Few nonlocals know this, but inside the stone observation deck, a hollow shaft burrows 35 feet down into the earth until it reaches a small room. O’Donnell likely envisioned the crypt as his final resting place, though he never officially stated so. Interment on private property was and remains illegal in the city of Palm Springs, so he was laid to rest near the Los Angeles hospital where he died in 1945. A memorial was held on the eighth fairway of his golf course and generated quite the gallery.

Bob Hope held similar feelings about the place. The famed comedian had access to any private course in the country, if not the world, but preferred to spend the final years of his life cruising O’Donnell in his golf cart, saluting fellow members and occasionally crooning “Thanks for the Memory.”

By the time I finished my third loop, the sun had sunk behind the peaks, casting a shadow over Palm Springs, so I headed toward No. 5 to make one final attempt at conquering the rock. Crossing the first and ninth fairways, I noticed a white dot zigzagging down the mountain—the flashlight of a lone hiker. I wondered if they noticed me, a lone golfer.

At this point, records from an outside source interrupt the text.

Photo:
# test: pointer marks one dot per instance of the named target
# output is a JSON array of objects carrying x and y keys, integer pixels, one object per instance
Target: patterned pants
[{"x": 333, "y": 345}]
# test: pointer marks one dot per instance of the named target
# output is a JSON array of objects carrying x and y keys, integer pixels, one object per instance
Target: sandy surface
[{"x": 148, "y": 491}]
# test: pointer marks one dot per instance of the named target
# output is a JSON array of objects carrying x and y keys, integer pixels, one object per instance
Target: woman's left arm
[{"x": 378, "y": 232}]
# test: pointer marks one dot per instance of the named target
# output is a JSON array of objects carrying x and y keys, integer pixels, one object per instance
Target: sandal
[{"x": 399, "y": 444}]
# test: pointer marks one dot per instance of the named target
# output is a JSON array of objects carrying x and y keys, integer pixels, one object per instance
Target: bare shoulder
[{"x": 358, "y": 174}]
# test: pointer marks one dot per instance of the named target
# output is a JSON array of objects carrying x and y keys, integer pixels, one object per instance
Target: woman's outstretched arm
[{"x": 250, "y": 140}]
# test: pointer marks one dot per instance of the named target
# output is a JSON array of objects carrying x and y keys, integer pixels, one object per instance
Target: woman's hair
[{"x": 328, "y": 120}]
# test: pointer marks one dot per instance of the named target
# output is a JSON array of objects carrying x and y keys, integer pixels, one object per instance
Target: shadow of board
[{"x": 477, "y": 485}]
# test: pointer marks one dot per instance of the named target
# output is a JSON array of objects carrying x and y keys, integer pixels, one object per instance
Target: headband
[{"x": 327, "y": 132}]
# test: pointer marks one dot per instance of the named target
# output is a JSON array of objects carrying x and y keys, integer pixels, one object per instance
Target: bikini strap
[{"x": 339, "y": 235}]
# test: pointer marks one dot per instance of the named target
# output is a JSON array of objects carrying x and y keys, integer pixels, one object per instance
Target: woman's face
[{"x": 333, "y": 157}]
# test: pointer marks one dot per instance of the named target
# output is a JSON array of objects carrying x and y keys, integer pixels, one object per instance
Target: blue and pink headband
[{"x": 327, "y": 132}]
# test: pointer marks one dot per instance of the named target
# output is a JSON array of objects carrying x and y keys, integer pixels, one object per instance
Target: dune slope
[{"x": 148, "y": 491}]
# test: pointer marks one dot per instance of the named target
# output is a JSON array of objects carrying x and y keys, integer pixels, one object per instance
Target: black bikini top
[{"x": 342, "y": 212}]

Punching a tee into the hardened desert turf, I heard rubber on sandy pavement and looked back to find Lowell, a music producer I’d met between rounds, pulling up in a cart. He’d asked me to record a voice note of encouragement for his teenage daughter, who was interested in playing college golf, and was now inviting me to join the family for dinner at their home, walking distance from the club.

It was a second chance to join the community, and this time I wasn’t going to pass it up. “I’d be honored,” I said. Then I picked a palm, set up square to the outcropping, swung easy and cleared it.